Reclassification risks
In terms of reclassifications of funds, the overwhelming majority – 315 out of 383 – upgraded from Article 6 to 8, reflecting both managers’ response to strong customer demand and the lack of a clearly defined floor for Article 8 funds. A total of 41 downgraded from Article 9 to 8; four of the ten largest funds to take this step were owned by NN Investment Partners.
Morningstar cited the influence of regulatory activity at the pan-European and national level, including an investigation by the Dutch financial regulator, interpreted by many as specifying that Article 9 funds must only include sustainable investments, rather than merely a high proportion.
AXA Investment Managers downgraded 21 strategies to Article 8 and said it would do the same for more, due to the “stricter interpretation” of Article 9 criteria under Level II of SFDR from January, albeit noting that “the notion of sustainable investment is still subject to various interpretation and no guidance had been given so far by the European regulator”.

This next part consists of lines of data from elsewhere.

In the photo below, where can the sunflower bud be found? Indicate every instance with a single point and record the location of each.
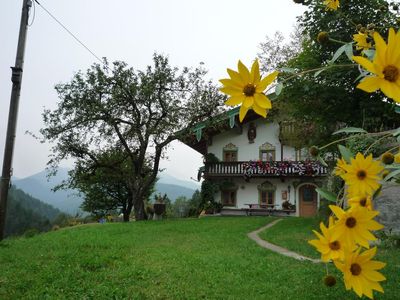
(385, 173)
(387, 158)
(329, 280)
(323, 37)
(314, 151)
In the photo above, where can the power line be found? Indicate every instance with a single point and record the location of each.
(69, 32)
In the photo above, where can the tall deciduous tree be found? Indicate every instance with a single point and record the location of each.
(104, 182)
(139, 111)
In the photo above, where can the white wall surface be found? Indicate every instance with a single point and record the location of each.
(266, 132)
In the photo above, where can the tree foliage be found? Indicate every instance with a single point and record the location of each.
(141, 112)
(330, 100)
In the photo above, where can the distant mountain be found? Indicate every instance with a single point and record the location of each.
(168, 179)
(174, 191)
(39, 186)
(25, 212)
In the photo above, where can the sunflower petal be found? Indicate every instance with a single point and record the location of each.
(381, 47)
(230, 91)
(374, 275)
(235, 100)
(242, 112)
(365, 63)
(248, 102)
(244, 73)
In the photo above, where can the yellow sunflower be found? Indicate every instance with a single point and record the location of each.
(385, 68)
(362, 175)
(331, 4)
(360, 272)
(397, 158)
(339, 169)
(361, 201)
(354, 225)
(246, 87)
(361, 40)
(329, 248)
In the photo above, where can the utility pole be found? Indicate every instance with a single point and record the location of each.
(16, 79)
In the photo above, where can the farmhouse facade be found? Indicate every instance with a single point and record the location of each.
(255, 167)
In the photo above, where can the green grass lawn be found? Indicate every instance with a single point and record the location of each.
(209, 258)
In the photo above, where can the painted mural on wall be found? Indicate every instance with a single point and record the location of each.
(282, 168)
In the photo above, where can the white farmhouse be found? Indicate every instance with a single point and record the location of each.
(255, 168)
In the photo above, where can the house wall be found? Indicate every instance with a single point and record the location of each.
(247, 192)
(266, 132)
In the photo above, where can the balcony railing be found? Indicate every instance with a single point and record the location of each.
(265, 169)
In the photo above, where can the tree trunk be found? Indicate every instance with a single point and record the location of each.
(126, 211)
(126, 216)
(140, 213)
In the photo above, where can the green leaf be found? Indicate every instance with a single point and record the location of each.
(396, 132)
(350, 130)
(338, 53)
(391, 175)
(326, 194)
(349, 51)
(345, 153)
(322, 161)
(278, 88)
(287, 70)
(319, 72)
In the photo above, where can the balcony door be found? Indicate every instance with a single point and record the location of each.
(308, 200)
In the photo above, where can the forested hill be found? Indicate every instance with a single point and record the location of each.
(25, 212)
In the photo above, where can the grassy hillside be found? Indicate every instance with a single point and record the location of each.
(209, 258)
(25, 212)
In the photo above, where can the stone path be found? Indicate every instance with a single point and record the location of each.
(283, 251)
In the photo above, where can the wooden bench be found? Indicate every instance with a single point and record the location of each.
(268, 208)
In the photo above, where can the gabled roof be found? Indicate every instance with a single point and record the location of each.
(199, 135)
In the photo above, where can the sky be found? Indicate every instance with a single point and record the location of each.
(215, 32)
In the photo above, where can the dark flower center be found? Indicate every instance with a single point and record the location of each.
(361, 174)
(351, 222)
(335, 245)
(363, 201)
(355, 269)
(391, 73)
(249, 90)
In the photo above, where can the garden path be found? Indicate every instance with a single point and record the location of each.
(283, 251)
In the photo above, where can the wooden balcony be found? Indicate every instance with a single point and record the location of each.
(250, 169)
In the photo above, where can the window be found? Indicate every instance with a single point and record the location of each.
(266, 193)
(267, 197)
(230, 152)
(228, 198)
(230, 155)
(308, 193)
(267, 152)
(267, 155)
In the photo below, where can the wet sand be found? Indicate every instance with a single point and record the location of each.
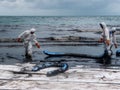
(83, 73)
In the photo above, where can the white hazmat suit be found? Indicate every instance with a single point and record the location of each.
(108, 37)
(27, 37)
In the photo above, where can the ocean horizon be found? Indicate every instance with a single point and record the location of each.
(11, 26)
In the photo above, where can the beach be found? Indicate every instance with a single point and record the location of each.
(83, 73)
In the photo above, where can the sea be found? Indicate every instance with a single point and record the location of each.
(12, 26)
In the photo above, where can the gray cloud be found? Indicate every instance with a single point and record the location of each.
(61, 7)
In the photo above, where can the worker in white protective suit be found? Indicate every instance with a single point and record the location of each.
(27, 37)
(108, 37)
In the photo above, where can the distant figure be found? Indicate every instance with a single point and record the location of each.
(27, 37)
(108, 37)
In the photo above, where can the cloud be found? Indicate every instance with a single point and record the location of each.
(60, 7)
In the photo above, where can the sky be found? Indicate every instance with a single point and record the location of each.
(59, 7)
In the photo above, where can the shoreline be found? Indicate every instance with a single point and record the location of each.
(85, 73)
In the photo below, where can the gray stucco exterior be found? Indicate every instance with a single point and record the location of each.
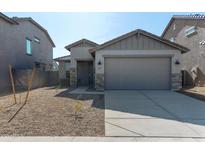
(194, 60)
(13, 48)
(137, 44)
(140, 46)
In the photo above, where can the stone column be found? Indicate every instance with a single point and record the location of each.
(176, 81)
(73, 77)
(99, 81)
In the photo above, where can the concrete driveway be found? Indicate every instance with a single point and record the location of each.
(153, 113)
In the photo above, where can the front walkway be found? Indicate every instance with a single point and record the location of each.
(153, 114)
(85, 90)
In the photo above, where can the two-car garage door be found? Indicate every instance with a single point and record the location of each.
(137, 73)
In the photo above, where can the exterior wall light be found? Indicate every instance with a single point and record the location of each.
(177, 62)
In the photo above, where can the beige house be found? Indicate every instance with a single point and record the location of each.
(189, 31)
(63, 69)
(136, 60)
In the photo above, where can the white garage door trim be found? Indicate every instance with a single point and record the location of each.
(164, 83)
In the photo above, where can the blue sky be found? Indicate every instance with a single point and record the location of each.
(65, 28)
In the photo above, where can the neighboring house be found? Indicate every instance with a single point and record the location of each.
(63, 69)
(189, 31)
(55, 66)
(23, 44)
(136, 60)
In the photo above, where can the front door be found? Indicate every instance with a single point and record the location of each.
(85, 73)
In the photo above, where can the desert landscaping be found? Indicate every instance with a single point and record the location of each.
(52, 111)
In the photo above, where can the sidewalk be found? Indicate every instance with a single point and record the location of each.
(98, 139)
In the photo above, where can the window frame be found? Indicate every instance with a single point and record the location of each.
(37, 40)
(27, 53)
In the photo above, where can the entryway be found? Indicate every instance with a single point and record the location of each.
(84, 73)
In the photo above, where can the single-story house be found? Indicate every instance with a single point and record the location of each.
(63, 69)
(136, 60)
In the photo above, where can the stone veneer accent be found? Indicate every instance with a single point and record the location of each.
(73, 77)
(99, 81)
(176, 81)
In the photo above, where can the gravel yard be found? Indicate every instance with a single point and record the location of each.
(195, 92)
(50, 112)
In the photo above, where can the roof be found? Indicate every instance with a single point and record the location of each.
(82, 41)
(179, 17)
(139, 32)
(63, 59)
(10, 20)
(36, 24)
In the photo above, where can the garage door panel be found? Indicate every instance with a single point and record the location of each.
(137, 73)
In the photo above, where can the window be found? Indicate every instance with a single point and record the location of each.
(36, 39)
(174, 27)
(190, 31)
(172, 39)
(28, 47)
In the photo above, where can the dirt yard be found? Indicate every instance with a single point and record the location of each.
(196, 92)
(50, 112)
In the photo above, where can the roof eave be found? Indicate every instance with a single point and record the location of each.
(177, 46)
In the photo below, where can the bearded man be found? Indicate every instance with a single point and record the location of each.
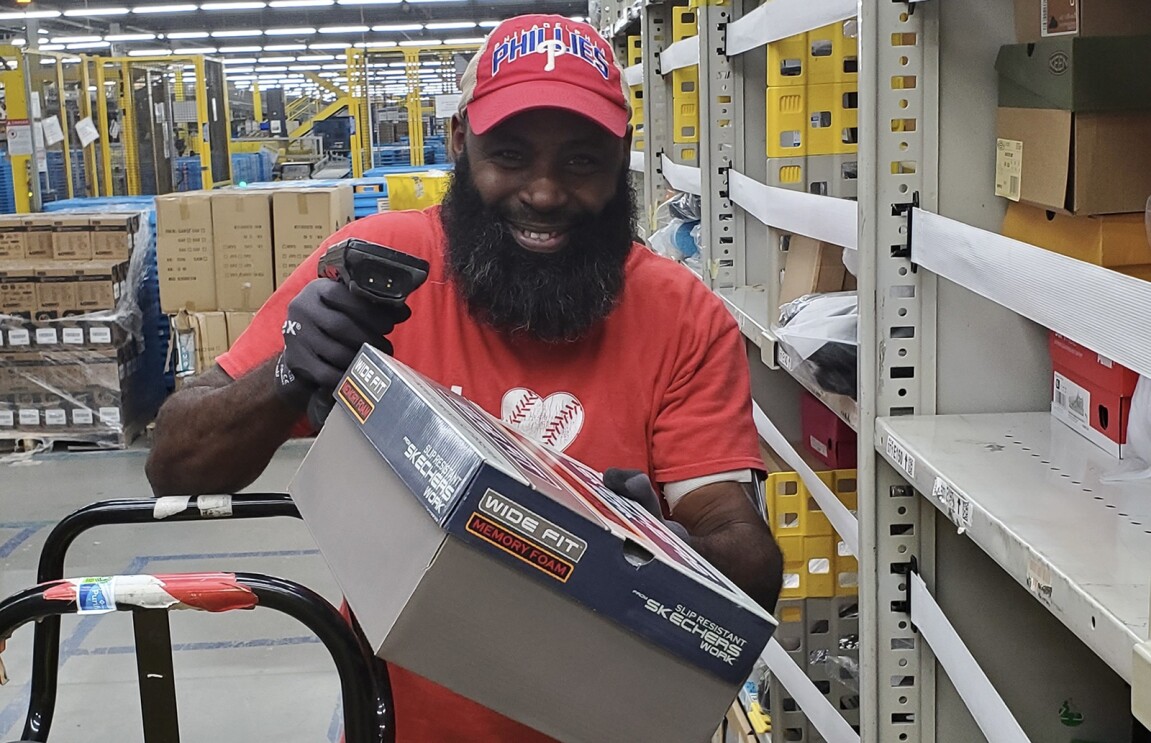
(540, 307)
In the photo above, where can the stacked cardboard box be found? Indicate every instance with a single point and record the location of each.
(228, 250)
(1073, 122)
(813, 110)
(69, 359)
(200, 337)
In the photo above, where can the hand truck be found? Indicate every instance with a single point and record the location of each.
(367, 706)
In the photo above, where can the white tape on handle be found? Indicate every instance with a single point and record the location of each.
(982, 699)
(779, 18)
(680, 54)
(826, 720)
(686, 178)
(169, 506)
(214, 506)
(823, 217)
(838, 514)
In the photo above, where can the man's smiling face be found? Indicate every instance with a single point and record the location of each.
(539, 222)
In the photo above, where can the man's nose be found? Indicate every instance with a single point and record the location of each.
(543, 191)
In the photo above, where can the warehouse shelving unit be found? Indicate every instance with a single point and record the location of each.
(1041, 566)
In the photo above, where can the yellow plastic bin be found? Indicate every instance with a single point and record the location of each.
(417, 190)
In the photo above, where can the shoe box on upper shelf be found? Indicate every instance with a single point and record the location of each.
(1073, 156)
(813, 110)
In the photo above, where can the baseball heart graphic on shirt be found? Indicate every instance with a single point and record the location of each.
(554, 420)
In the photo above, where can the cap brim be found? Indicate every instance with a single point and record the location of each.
(503, 104)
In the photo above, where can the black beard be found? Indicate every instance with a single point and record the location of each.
(555, 297)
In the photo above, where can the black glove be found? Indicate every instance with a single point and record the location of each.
(325, 329)
(635, 485)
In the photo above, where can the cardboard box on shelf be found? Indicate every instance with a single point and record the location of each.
(113, 236)
(1080, 75)
(71, 238)
(1079, 163)
(1091, 393)
(55, 291)
(200, 337)
(13, 238)
(1042, 18)
(237, 323)
(471, 516)
(99, 285)
(17, 290)
(39, 236)
(810, 267)
(242, 237)
(303, 219)
(184, 252)
(1111, 240)
(828, 437)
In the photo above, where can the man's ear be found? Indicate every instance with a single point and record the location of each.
(458, 136)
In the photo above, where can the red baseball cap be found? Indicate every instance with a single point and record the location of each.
(544, 61)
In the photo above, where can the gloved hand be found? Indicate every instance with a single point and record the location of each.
(325, 329)
(635, 485)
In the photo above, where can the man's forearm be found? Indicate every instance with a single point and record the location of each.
(218, 435)
(728, 531)
(747, 554)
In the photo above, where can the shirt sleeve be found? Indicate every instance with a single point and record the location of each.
(703, 424)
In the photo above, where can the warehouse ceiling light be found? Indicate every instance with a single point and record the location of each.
(75, 39)
(130, 37)
(234, 6)
(164, 8)
(29, 15)
(83, 13)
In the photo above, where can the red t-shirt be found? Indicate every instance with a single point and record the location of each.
(660, 385)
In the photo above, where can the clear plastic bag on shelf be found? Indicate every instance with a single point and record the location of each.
(677, 234)
(846, 666)
(822, 330)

Bioy said: “In the next few months, we expect more managers to take similar steps, unless further clarification is provided by the regulator that Article 9 funds are not required to hold 100% of sustainable investments.”
Sustainability-focused SFDR funds experienced a mixed three months ending September 2022, buffeted like all investment vehicles by geopolitical uncertainty and macroeconomic pressures, most notably spiking inflation. But combined assets (3%) and market share (53.5%) of Article 8 and 9 funds both grew.
Article 9 products recorded inflows of €12.6 billion in Q3 2022, with passive vehicles proving particularly popular, while Article 8 funds lost €28.7 billion, only slightly less than in the previous quarter. In comparison, non-green Article 6 funds suffered €62.1 billion outflows.
Despite this, Article 9 funds still account for just 5.2% of the SFDR universe by assets, with the balanced shared broadly evenly between the other two fund types.